With its impressive growth rate and emergence of a powerful services sector, India has transitioned its image into a new age economy over the past two decades. However, by and large, it still remains an agrarian country with 60 percent of its population still dependent on agriculture and allied activities. In recent years, with rapid urbanisation and decreasing income in agriculture, the need is to shift the rural population to other sources of income, by creating alternative avenues of work.
This entails creating more job opportunities in the manufacturing sector as well as developing innovative mechanisms in the rural economy to boost employment opportunities in the agri sector. This is where the role of entrepreneurship in agribusiness plays a major role. The success of cooperatives in India, particularly Gujarat’s dairy cooperative and Maharashtra’s sugar cooperative are examples of what innovation and entrepreneurial thinking can do for the rural sector.

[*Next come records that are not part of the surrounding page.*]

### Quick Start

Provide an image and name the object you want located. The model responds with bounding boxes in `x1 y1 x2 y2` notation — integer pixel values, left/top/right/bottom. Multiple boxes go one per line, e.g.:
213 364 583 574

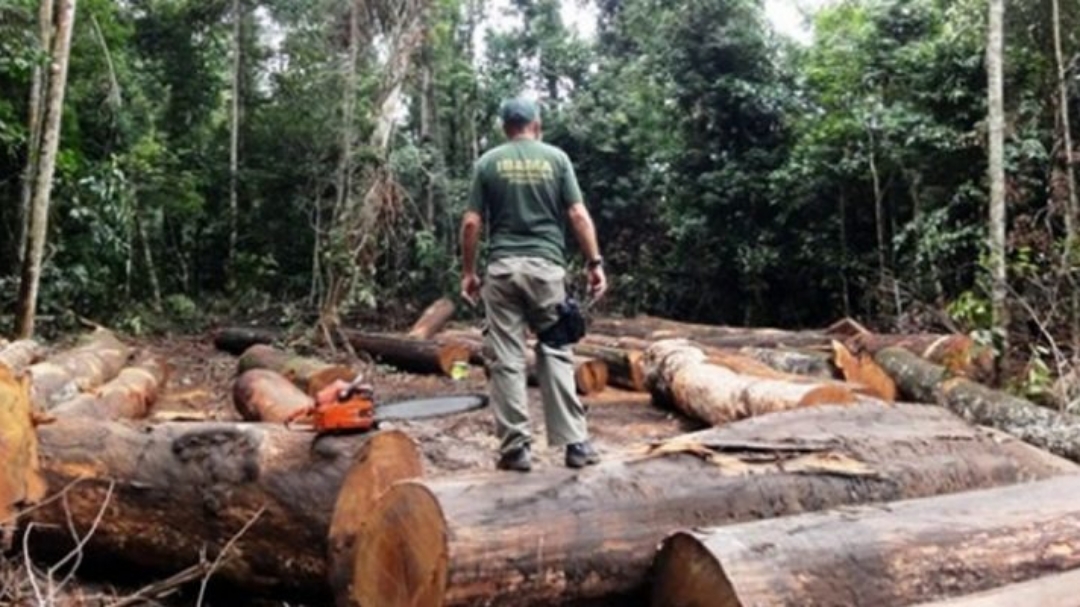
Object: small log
237 343 356 395
26 418 421 604
0 366 45 522
652 475 1080 607
232 368 315 423
214 326 281 356
29 328 132 410
875 348 1080 461
406 297 455 339
343 403 1078 607
0 339 42 375
645 340 855 426
50 355 168 420
341 331 469 375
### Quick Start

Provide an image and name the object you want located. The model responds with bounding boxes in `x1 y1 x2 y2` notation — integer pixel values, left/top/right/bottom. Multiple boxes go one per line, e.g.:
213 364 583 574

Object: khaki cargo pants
482 257 589 453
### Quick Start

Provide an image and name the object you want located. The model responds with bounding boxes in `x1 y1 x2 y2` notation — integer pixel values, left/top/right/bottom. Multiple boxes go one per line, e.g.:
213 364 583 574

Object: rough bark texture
407 297 455 339
29 419 421 603
0 367 45 520
50 355 168 419
652 475 1080 607
339 404 1077 607
29 328 132 409
877 349 1080 461
237 343 356 395
0 339 42 375
645 340 855 426
232 368 315 423
341 331 469 375
214 326 281 355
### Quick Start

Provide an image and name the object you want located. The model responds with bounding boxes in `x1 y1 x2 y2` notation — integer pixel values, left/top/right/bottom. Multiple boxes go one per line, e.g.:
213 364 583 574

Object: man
461 98 607 472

In India, the agribusiness segment constitutes four sectors - agricultural inputs, agricultural production, agro-processing and marketing and trade. The country also has a large raw material base which is essential for food processing. Agribusiness has the capability to develop entrepreneurial skills among farmers. It is connected with processing, production, marketing, trade and distribution of raw and processed food, feed and fibre.
Entrepreneurship, not only helps to develop alternative sources of employment, but also to radicalise farming techniques and brings innovation to improve yields per hectare. Smart farming is the need of the hour. Biotechnology can be utilised in agriculture for benefits such as helping raise crops’ tolerance to insects, diseases and weeds, endowing crops with tolerance to abiotic stress such as salinity, drought and changes in temperature.

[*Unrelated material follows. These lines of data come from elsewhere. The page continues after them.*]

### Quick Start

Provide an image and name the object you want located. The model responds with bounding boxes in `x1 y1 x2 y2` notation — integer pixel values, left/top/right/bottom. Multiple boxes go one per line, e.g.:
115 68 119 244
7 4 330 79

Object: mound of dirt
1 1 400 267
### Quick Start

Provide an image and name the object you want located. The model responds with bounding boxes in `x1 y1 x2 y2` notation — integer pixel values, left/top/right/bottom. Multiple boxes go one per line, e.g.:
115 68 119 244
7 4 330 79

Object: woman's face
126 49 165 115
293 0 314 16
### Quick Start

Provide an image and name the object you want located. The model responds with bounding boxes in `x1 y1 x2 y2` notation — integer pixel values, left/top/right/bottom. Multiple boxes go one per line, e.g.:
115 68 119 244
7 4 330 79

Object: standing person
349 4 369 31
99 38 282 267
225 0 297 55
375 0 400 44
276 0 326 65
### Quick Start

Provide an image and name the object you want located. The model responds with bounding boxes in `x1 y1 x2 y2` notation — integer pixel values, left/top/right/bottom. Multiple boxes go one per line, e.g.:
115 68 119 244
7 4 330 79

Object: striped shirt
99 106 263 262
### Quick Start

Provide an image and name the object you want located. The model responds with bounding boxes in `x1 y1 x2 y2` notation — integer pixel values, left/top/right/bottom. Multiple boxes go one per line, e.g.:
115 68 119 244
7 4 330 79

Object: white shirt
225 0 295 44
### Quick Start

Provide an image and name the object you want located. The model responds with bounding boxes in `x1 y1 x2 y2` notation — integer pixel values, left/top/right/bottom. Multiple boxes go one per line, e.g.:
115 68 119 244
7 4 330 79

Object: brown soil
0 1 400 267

A number of self-employment opportunities can be generated in agriculture through the development of entrepreneurship skills. The sectors that can benefit hugely from entrepreneurial intervention are food processing and packaging, preservation of seasonal fruits and vegetables, seed processing, flower farming, crop farming etc.
Agro-based industries can flourish in rural sectors where labour is abundant and cost of labour is low. Small and medium enterprises can be set up at rural level to supplement traditional farm income in a big way and create alternative sources of income.
Let’s take a look at some points to gauge how entrepreneurship can help the agri sector:
• Improvement in Farm Technology: Dependence on outdated and inefficient technologies lead to poor productivity and low income. While large scale farmers have adopted modern technology on a major scale in India, most small farmers still rely on age-old farming techniques with mostly manual methods. Boosting entrepreneurial minds in agriculture can boost productivity by incorporating modern technologies in the farming sector.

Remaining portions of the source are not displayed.